If the position of the electron is measured within an accuracy of $\pm 0.002 \,nm$,calculate the uncertainty in the momentum of the electron. Suppose the momentum of the electron is $\frac{h}{4 \pi \times 0.05 \,nm}$,is there any problem in defining this value?

From Heisenberg's uncertainty principle,$\Delta x \times \Delta p \geq \frac{h}{4 \pi}$.
Given,$\Delta x = 0.002 \,nm = 2 \times 10^{-12} \,m$.

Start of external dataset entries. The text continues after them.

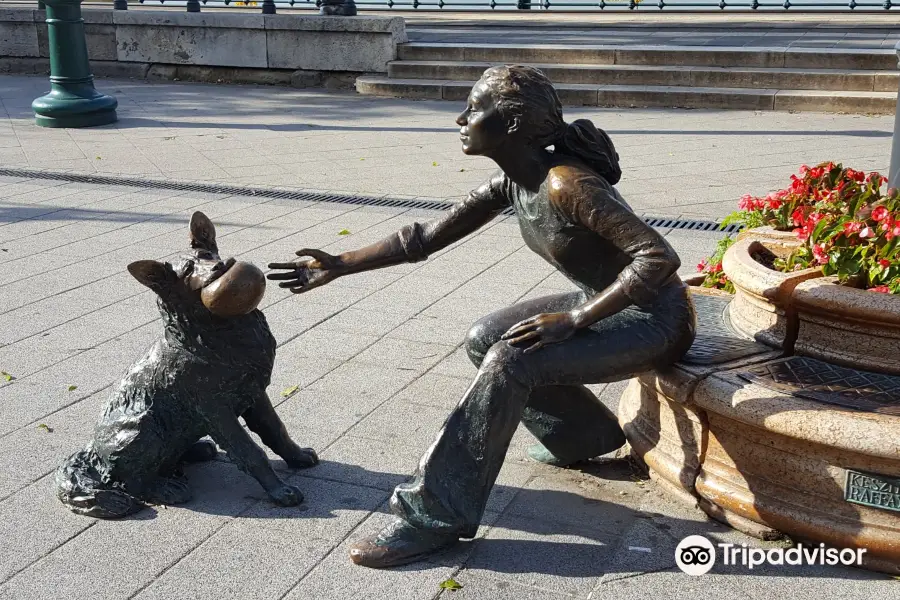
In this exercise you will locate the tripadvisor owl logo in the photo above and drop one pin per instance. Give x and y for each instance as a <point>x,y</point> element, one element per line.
<point>696,555</point>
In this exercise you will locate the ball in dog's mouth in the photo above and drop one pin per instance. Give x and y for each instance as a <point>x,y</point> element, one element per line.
<point>236,292</point>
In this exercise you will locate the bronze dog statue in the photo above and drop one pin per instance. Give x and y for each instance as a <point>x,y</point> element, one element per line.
<point>211,367</point>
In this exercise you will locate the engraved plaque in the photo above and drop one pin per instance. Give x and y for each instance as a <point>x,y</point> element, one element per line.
<point>877,491</point>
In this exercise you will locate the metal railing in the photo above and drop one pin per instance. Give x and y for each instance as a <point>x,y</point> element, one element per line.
<point>271,6</point>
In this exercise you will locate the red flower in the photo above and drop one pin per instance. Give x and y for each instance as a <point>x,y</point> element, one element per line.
<point>880,214</point>
<point>814,218</point>
<point>798,186</point>
<point>856,175</point>
<point>852,227</point>
<point>819,254</point>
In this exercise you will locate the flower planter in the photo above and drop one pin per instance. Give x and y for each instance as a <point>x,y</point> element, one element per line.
<point>774,462</point>
<point>848,326</point>
<point>696,284</point>
<point>767,233</point>
<point>762,295</point>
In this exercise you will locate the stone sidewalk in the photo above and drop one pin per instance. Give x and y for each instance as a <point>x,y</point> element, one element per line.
<point>694,163</point>
<point>373,362</point>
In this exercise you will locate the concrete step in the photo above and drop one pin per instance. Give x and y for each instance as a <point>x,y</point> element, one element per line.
<point>668,55</point>
<point>654,96</point>
<point>709,77</point>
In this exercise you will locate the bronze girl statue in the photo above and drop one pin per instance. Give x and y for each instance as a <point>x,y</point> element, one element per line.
<point>631,313</point>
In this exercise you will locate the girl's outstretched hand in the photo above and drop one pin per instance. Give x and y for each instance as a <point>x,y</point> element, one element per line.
<point>540,330</point>
<point>304,274</point>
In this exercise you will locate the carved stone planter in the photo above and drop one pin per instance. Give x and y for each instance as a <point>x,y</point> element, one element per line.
<point>762,295</point>
<point>788,460</point>
<point>848,326</point>
<point>779,445</point>
<point>664,428</point>
<point>768,233</point>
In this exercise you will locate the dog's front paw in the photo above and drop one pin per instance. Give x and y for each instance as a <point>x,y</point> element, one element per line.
<point>302,458</point>
<point>286,495</point>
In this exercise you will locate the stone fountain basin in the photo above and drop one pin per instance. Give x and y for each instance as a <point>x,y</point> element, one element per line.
<point>767,442</point>
<point>847,326</point>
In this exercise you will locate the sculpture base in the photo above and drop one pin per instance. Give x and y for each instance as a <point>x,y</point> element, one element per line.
<point>62,108</point>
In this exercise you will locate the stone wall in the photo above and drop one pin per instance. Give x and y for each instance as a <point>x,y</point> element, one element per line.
<point>302,50</point>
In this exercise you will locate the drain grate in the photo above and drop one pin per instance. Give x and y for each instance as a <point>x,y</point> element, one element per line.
<point>313,196</point>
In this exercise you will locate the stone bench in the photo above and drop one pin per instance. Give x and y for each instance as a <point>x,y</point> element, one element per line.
<point>773,445</point>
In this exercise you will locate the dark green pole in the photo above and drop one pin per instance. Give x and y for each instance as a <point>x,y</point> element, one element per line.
<point>72,101</point>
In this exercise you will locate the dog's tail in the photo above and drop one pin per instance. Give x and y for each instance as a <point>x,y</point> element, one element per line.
<point>80,486</point>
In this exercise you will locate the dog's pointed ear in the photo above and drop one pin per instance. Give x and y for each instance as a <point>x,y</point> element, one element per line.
<point>155,275</point>
<point>203,233</point>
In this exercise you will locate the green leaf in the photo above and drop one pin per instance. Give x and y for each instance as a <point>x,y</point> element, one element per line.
<point>450,584</point>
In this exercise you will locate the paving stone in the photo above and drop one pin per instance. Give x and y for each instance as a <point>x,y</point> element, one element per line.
<point>330,510</point>
<point>30,453</point>
<point>432,389</point>
<point>431,329</point>
<point>478,585</point>
<point>564,559</point>
<point>250,563</point>
<point>32,524</point>
<point>337,578</point>
<point>403,355</point>
<point>115,559</point>
<point>367,462</point>
<point>456,365</point>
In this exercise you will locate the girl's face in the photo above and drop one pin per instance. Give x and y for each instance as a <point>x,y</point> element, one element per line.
<point>482,128</point>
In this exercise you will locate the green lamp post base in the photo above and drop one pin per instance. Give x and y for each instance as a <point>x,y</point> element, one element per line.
<point>73,107</point>
<point>72,101</point>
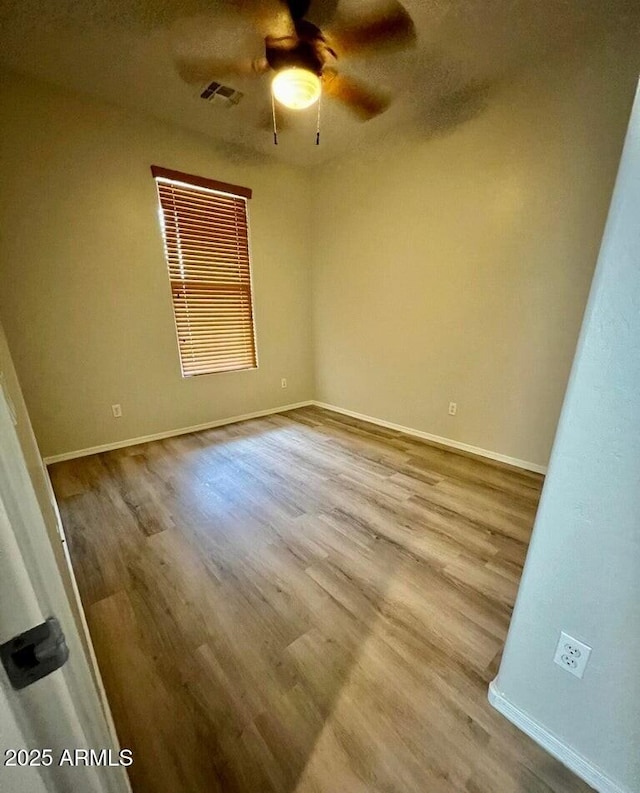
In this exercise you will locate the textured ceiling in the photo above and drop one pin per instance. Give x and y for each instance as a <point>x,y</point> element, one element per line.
<point>122,51</point>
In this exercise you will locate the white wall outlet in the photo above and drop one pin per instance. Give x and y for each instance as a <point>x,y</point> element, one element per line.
<point>572,655</point>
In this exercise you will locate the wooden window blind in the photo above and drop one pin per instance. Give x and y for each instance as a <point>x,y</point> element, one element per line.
<point>206,240</point>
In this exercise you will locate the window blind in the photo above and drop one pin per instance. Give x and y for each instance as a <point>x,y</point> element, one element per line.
<point>206,240</point>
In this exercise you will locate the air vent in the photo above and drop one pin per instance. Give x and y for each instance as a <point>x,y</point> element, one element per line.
<point>216,92</point>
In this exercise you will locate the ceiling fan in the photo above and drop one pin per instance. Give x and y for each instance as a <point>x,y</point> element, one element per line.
<point>303,56</point>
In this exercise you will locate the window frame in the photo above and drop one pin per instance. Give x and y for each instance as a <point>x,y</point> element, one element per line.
<point>205,185</point>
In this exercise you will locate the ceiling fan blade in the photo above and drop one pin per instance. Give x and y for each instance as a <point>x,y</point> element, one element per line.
<point>205,69</point>
<point>363,101</point>
<point>390,29</point>
<point>271,17</point>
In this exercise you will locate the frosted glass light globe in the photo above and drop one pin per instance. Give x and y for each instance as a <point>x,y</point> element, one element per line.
<point>296,88</point>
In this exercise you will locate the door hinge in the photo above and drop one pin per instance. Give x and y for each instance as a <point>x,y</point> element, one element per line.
<point>34,654</point>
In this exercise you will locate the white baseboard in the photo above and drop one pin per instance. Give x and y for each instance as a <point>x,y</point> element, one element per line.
<point>464,447</point>
<point>106,447</point>
<point>158,436</point>
<point>575,762</point>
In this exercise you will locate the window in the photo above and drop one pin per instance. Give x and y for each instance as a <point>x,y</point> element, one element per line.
<point>206,241</point>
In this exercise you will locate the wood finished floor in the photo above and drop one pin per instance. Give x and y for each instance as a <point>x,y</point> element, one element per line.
<point>305,603</point>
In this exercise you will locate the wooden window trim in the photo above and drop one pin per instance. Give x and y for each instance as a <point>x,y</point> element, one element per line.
<point>207,253</point>
<point>200,181</point>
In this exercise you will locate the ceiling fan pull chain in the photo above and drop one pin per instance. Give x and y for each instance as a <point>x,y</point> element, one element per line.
<point>275,126</point>
<point>318,122</point>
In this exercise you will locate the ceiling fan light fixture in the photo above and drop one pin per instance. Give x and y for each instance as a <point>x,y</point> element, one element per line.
<point>296,88</point>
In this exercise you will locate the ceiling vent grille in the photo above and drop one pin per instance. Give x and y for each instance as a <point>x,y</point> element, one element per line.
<point>216,92</point>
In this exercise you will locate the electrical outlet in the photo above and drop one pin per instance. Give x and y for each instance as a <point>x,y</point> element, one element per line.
<point>572,655</point>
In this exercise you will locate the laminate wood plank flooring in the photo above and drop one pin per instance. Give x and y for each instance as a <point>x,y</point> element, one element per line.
<point>305,603</point>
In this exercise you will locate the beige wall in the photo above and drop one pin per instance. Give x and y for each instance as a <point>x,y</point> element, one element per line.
<point>85,299</point>
<point>457,268</point>
<point>581,574</point>
<point>438,269</point>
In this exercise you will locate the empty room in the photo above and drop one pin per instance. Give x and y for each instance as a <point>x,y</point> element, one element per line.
<point>320,396</point>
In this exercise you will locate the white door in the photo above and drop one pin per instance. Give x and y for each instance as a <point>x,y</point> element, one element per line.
<point>62,711</point>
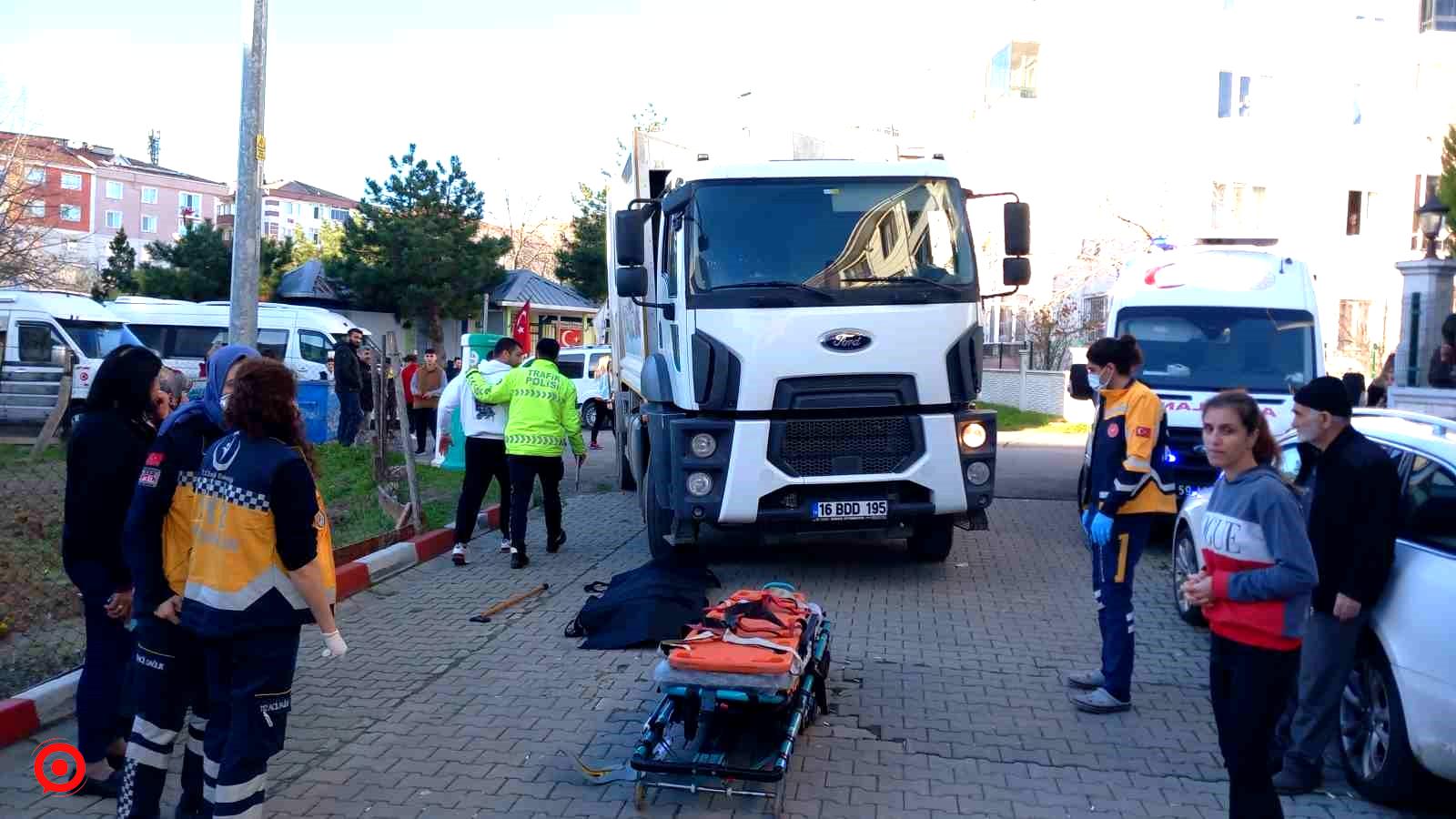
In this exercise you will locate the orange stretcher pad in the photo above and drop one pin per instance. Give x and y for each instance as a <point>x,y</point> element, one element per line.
<point>752,632</point>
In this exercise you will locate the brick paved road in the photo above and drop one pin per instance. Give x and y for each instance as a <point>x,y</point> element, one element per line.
<point>946,688</point>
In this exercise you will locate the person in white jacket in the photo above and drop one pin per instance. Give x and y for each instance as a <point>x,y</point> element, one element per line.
<point>484,428</point>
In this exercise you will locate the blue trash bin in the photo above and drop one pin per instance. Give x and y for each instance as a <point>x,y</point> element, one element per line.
<point>313,404</point>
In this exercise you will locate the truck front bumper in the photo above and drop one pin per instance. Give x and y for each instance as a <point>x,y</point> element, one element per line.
<point>749,487</point>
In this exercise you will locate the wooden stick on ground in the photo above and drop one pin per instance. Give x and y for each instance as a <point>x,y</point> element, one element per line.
<point>502,605</point>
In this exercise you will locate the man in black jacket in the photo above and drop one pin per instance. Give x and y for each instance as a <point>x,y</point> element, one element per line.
<point>1351,497</point>
<point>349,380</point>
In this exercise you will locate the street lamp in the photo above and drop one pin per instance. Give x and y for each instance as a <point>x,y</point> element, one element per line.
<point>1431,215</point>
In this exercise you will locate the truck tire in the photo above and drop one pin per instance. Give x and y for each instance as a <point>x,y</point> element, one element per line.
<point>659,521</point>
<point>932,540</point>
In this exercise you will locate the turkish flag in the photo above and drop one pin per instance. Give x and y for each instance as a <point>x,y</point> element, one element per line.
<point>521,329</point>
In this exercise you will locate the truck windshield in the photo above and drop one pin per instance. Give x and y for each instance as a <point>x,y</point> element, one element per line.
<point>96,339</point>
<point>844,238</point>
<point>1210,349</point>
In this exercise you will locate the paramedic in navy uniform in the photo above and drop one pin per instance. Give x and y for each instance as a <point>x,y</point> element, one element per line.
<point>1126,494</point>
<point>261,569</point>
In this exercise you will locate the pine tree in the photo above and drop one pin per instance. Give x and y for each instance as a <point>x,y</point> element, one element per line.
<point>417,247</point>
<point>1446,188</point>
<point>118,278</point>
<point>582,263</point>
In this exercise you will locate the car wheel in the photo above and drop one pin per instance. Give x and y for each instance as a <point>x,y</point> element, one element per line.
<point>1186,562</point>
<point>1373,742</point>
<point>932,540</point>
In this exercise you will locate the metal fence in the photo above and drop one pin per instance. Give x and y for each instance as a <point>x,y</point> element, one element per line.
<point>41,630</point>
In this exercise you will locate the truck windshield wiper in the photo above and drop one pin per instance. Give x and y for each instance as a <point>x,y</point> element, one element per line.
<point>775,285</point>
<point>910,280</point>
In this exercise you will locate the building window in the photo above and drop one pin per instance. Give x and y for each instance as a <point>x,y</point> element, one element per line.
<point>1237,94</point>
<point>1438,15</point>
<point>1014,72</point>
<point>1094,309</point>
<point>1354,325</point>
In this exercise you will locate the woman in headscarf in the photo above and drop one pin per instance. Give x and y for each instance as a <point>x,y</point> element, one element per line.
<point>167,671</point>
<point>106,450</point>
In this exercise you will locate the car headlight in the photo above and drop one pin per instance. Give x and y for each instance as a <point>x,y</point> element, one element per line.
<point>699,484</point>
<point>973,435</point>
<point>703,445</point>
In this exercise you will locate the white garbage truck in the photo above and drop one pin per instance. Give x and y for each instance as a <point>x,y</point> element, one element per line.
<point>798,347</point>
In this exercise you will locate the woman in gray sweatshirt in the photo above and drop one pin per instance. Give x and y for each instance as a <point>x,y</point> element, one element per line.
<point>1254,591</point>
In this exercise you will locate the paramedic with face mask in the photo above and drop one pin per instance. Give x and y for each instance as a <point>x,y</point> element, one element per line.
<point>261,570</point>
<point>1126,493</point>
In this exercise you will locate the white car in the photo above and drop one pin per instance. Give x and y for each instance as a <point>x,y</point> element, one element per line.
<point>579,363</point>
<point>1400,705</point>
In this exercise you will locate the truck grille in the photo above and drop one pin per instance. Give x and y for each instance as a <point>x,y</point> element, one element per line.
<point>844,446</point>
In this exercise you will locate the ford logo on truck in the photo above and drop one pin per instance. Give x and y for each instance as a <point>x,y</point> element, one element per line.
<point>844,339</point>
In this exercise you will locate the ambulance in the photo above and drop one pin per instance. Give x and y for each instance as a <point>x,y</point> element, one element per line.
<point>1216,315</point>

$\Delta p = \frac{h}{4 \pi \Delta x} = \frac{6.626 \times 10^{-34} \,Js}{4 \times 3.1416 \times 2 \times 10^{-12} \,m} = 2.637 \times 10^{-23} \,kg \,ms^{-1}$.
The given momentum is $p = \frac{h}{4 \pi \times 0.05 \,nm} = \frac{6.626 \times 10^{-34} \,Js}{4 \times 3.1416 \times 5 \times 10^{-11} \,m} = 1.055 \times 10^{-24} \,kg \,ms^{-1}$.
Since the actual momentum $(1.055 \times 10^{-24} \,kg \,ms^{-1})$ is less than the uncertainty in momentum $(2.637 \times 10^{-23} \,kg \,ms^{-1})$,the value cannot be defined as it violates the uncertainty principle.